教師はあたりを見回すと一人の生徒を名指す。

「狭山、解るか?」

どうしようか迷ったが、素直に答えることにした。

「……マナを一度に大量に変換した場所では通常よりマナの変換に時間がかかったり変換出来なくなる事があるからです。」

「ああ、そうだ。」

視界の上の方に映った教師の目はいつもそのくらい真面目に授業を受けろと釘を刺しているように見えた。

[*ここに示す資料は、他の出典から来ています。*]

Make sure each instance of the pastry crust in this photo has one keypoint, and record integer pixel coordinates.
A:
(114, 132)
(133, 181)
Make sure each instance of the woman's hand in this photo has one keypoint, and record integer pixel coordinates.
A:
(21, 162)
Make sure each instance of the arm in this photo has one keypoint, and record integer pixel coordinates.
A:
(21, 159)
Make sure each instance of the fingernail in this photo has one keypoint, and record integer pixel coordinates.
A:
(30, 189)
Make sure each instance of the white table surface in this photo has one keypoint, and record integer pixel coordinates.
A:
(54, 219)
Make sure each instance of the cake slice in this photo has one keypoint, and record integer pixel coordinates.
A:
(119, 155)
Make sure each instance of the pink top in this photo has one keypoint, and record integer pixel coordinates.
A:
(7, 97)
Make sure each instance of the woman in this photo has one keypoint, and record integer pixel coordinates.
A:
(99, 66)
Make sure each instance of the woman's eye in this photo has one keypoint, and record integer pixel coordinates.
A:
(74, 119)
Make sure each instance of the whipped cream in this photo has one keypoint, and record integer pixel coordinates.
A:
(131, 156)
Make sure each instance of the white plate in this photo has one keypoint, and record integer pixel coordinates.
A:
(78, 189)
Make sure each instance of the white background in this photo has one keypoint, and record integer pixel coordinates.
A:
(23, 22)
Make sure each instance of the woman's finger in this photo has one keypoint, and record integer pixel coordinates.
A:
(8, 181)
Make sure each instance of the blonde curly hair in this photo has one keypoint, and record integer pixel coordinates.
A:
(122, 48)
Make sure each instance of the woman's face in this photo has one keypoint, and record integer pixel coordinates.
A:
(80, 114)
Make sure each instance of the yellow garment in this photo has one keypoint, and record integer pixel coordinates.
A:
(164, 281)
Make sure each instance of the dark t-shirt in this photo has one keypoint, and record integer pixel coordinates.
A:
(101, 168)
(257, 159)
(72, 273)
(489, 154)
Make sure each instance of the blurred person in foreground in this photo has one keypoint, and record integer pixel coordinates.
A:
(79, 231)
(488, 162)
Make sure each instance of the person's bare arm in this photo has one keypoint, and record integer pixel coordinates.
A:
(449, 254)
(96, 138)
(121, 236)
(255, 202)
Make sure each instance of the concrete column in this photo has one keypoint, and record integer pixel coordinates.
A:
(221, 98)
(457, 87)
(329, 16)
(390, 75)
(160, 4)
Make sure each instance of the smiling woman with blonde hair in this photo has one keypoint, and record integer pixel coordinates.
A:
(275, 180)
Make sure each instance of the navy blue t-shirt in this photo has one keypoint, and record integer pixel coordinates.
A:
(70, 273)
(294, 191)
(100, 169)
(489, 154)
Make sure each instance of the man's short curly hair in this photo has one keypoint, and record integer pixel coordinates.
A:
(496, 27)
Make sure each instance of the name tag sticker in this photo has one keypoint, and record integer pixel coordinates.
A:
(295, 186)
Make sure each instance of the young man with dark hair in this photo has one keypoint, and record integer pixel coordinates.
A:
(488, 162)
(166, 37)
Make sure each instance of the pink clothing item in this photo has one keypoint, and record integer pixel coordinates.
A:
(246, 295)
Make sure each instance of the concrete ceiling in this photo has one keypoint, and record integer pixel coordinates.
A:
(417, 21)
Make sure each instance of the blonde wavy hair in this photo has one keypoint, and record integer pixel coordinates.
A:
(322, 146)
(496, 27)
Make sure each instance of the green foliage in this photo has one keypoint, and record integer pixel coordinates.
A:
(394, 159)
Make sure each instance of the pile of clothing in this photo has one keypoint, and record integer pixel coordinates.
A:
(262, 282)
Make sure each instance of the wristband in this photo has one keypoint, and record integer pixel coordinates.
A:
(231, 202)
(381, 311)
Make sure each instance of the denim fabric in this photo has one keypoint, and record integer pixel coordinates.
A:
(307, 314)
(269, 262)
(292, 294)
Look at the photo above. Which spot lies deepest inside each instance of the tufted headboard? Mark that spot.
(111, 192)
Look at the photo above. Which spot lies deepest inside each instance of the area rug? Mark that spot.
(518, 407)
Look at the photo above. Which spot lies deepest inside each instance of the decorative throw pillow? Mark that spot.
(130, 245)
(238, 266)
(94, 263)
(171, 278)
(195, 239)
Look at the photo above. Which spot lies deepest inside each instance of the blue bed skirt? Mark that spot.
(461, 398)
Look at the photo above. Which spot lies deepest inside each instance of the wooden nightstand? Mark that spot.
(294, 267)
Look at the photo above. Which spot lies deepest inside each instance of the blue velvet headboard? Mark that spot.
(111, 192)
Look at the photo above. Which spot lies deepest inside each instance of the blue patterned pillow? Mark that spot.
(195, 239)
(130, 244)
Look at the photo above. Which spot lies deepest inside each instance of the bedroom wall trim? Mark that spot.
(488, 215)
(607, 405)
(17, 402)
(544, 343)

「それが現在までマナが有限とされている主な理由だ。マナの枯渇する時期については諸説あるが100年とも500年とも言われている。」

実際のところ、マナが有限である証拠は掴めていない。しかし何故マナが有限であるとされているかと言えば、単に都合がいいからである。それは歴史が証明している。

マナを有限とする説に反して無限である説も唱えられた。しかし、他の資源が有限であることや、無限であることもまた証明されている訳ではない為、その説を唱える者は僅かであった。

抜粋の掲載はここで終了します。